With the incidence rate of thyroid cancer increasing in children over the last two decades, a team of Vanderbilt researchers wanted to explore possible causes, including various socioeconomic factors along with puberty, ethnicity, and body mass index z-scores (used for children, and also known as BMI-for-age percentile).
“Over the last 20 to 30 years, our institution’s number of cases of pediatric thyroid nodules has stayed relatively the same from year to year, but there has been a rise in cancer rates, and we wondered why,” said Ryan Belcher, MD, MPH, Assistant Professor of Pediatric Otolaryngology — Head and Neck Surgery, a study author. “The one thing that kept popping up in our analysis of our cases of malignancy was the BMI.”
Other previous analyses, including one published in the American Cancer Society’s Cancer journal, have shown that the incidence of pediatric thyroid cancer has been increasing by 4.43% yearly in an examination of data tracked from 1998 to 2013. This trend has continued in recent studies, Belcher noted.
For the retrospective, cross-sectional study, Belcher and a team of Vanderbilt researchers, trainees, and biostatisticians, collected a large cohort of pediatric thyroid patients from Children’s Hospital. This cohort included 116 patients under age 21 who had thyroid surgery between 2003 and 2019.
The team found that of the 116 patients in the study, 55 had malignant nodules with an average BMI z-score for that cohort of 1.4, while the other 61 patients, who had benign nodules, averaged about half that with a median z-score of 0.7. In children, a BMI z-score of 1.65 or greater is considered obese.

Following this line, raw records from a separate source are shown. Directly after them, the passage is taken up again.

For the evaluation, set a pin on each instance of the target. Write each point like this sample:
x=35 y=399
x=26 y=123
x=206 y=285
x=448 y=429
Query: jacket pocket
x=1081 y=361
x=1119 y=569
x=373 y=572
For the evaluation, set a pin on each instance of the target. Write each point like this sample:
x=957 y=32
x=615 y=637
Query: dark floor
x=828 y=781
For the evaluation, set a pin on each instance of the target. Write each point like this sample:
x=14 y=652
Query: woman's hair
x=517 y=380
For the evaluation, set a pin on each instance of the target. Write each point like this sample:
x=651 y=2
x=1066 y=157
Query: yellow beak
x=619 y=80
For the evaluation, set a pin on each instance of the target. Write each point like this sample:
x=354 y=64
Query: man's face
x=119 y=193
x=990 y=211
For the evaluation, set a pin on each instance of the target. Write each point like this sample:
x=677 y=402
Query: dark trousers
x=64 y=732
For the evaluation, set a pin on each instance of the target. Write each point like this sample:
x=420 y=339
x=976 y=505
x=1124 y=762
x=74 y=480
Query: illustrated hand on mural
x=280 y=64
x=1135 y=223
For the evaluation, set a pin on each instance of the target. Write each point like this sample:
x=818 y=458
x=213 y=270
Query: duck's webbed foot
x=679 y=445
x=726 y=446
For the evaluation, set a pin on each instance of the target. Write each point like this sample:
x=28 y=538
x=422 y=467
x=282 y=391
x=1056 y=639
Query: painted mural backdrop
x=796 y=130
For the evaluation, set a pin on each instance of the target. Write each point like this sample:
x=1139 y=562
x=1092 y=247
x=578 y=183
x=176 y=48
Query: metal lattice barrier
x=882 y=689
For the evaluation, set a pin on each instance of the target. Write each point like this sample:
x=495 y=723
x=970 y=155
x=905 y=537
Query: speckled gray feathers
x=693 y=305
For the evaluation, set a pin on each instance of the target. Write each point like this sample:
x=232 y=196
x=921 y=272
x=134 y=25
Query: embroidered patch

In the group with malignant nodules, the scores went as high as 2.4.
The team initially wondered if obesity was simply delaying the ability to detect thyroid nodules on physical exam. However, there was no significant correlation between nodule size and BMI z-score. Most thyroid masses in children are first discovered during a child’s annual routine physical with their pediatrician.
Typically, the child is asymptomatic. Children with a suspected growth are referred to an otolaryngology-head and neck surgeon or endocrine surgeon and endocrinologists to determine if the growth is benign or malignant. Weiss and Belcher are both part of the newly formed Pediatric Thyroid Nodule and Cancer Program at Children’s Hospital, which was developed to improve the coordination of care of these pediatric patients and to improve their outcomes.